Ireland & Malta Double Tax Treaty
The Double Tax Treaty Malta Ireland entered into force on 15 January 2009. The main features of the treaty are as follows:
Ireland Withholding Taxes
The Double Tax Treaty Malta Ireland sets out a maximum Irish withholding tax of 5% on dividends distributed by a Irish resident company to a Maltese resident company where the Maltese resident company holds at least 10% of the voting power in the Irish resident company. In all other circumstances, the maximum Irish withholding tax is 15%.
The Double Tax Treaty Malta Ireland states that there is no Irish withholding tax on interest paid by a Irish resident to a Maltese resident beneficial owner of the interest income.
The Double Tax Treaty Malta Ireland sets out a maximum Irish withholding tax of 5% on royalties paid by an Irish resident to a Maltese resident beneficial owner of the royalty income.

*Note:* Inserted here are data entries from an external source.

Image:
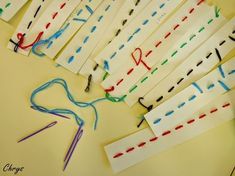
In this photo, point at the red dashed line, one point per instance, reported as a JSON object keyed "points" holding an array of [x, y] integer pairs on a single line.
{"points": [[119, 82], [153, 139], [213, 110], [158, 44], [179, 127], [226, 105], [190, 121], [141, 144], [202, 116], [130, 71], [176, 26], [130, 149], [168, 132], [148, 53]]}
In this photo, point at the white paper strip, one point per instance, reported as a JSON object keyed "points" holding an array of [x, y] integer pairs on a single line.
{"points": [[32, 14], [122, 82], [127, 13], [180, 50], [8, 8], [76, 20], [114, 55], [143, 144], [80, 47], [195, 66], [191, 99], [49, 22]]}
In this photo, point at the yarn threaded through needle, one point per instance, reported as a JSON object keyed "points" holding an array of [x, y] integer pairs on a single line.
{"points": [[79, 104]]}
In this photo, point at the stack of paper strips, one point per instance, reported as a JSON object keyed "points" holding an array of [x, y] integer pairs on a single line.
{"points": [[166, 55]]}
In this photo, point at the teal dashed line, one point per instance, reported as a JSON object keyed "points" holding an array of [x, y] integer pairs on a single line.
{"points": [[164, 62], [143, 80], [169, 113], [154, 13], [201, 29], [71, 59], [162, 5], [86, 39], [210, 86], [132, 89], [122, 46], [113, 55], [194, 35], [192, 97], [181, 105], [93, 29], [157, 121], [107, 8], [173, 54], [154, 71], [183, 45], [100, 18], [210, 21], [145, 22], [130, 38]]}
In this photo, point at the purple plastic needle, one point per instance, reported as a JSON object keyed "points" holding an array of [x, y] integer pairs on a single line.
{"points": [[77, 138], [44, 128]]}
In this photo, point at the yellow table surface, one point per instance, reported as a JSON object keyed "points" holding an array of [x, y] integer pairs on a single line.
{"points": [[210, 154]]}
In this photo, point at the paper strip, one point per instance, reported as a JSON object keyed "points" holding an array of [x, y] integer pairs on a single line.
{"points": [[114, 55], [180, 51], [78, 50], [49, 22], [33, 13], [191, 99], [127, 13], [196, 66], [143, 144], [76, 20], [123, 80], [8, 8]]}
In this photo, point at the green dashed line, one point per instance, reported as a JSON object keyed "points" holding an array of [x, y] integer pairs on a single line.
{"points": [[200, 30], [210, 21], [173, 54], [164, 62], [192, 37], [132, 89], [183, 45], [143, 80], [154, 70]]}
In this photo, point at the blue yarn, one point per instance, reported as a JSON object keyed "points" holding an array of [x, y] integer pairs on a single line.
{"points": [[48, 41], [80, 104]]}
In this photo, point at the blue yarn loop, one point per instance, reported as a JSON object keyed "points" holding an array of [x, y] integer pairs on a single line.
{"points": [[48, 40], [80, 104]]}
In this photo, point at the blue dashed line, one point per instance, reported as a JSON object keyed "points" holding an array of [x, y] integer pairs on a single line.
{"points": [[210, 86], [89, 9], [86, 39], [122, 46], [192, 97], [100, 18], [130, 38], [79, 49], [154, 13], [157, 121], [169, 113], [145, 22], [181, 105], [93, 29], [107, 8], [162, 5], [113, 55], [71, 59]]}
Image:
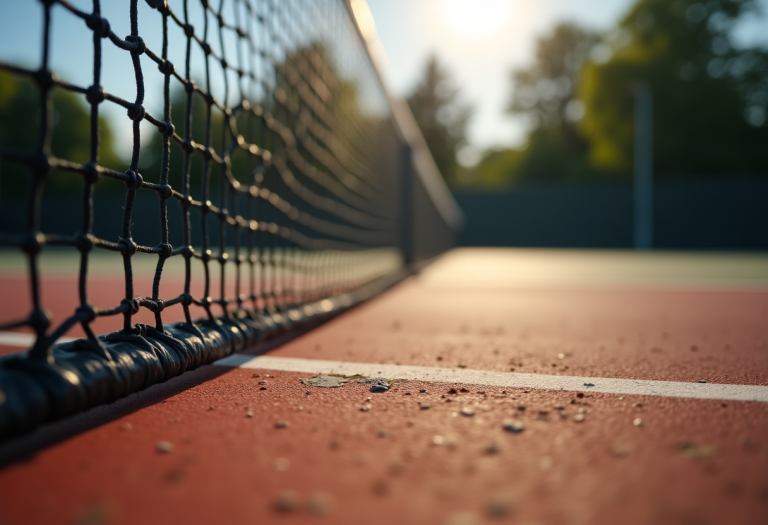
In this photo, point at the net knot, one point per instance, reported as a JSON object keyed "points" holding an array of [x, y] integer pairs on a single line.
{"points": [[167, 129], [90, 173], [95, 94], [164, 250], [160, 5], [99, 25], [165, 191], [132, 305], [140, 45], [45, 79], [166, 67], [86, 313], [127, 246], [136, 112], [84, 242], [33, 243], [154, 305], [135, 180]]}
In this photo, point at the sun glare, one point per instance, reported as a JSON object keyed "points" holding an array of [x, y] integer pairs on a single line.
{"points": [[476, 18]]}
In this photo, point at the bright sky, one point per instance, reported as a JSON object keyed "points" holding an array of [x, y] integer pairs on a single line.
{"points": [[481, 41]]}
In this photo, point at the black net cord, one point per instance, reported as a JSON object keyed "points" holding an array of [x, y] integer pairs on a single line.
{"points": [[285, 162]]}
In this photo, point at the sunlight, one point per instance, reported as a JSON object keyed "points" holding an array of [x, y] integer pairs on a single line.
{"points": [[476, 18]]}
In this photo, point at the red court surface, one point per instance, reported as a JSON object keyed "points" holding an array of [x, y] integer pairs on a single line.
{"points": [[236, 445]]}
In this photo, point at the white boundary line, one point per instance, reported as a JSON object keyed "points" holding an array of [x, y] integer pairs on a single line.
{"points": [[24, 340], [504, 379]]}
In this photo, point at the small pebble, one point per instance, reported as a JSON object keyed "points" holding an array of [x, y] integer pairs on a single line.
{"points": [[499, 506], [320, 504], [287, 501], [281, 464], [166, 447], [513, 426]]}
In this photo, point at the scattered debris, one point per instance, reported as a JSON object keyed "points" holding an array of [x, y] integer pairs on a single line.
{"points": [[464, 518], [325, 381], [166, 447], [513, 426], [320, 504], [619, 451], [281, 464], [499, 506], [692, 451], [287, 501]]}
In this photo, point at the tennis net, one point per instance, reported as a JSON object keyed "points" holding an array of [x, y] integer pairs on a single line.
{"points": [[288, 187]]}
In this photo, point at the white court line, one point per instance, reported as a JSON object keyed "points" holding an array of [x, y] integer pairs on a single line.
{"points": [[24, 340], [504, 379]]}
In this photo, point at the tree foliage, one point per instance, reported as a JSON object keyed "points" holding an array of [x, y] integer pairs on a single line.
{"points": [[441, 115], [710, 96]]}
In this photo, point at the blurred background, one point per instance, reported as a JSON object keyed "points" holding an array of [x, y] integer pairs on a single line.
{"points": [[531, 110]]}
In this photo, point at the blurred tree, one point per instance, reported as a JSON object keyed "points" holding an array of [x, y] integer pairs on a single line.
{"points": [[710, 96], [441, 116], [544, 91], [70, 140]]}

The Double Tax Treaty Malta Ireland states that certain pensions and other similar remuneration arising from Irish sources and paid to a Maltese resident are taxable only in Malta. However such a rule does not apply to similar payments advanced by an Irish statutory body or local authority or a political subdivision thereof for services rendered therein unless the Maltese resident individual is also a Maltese national.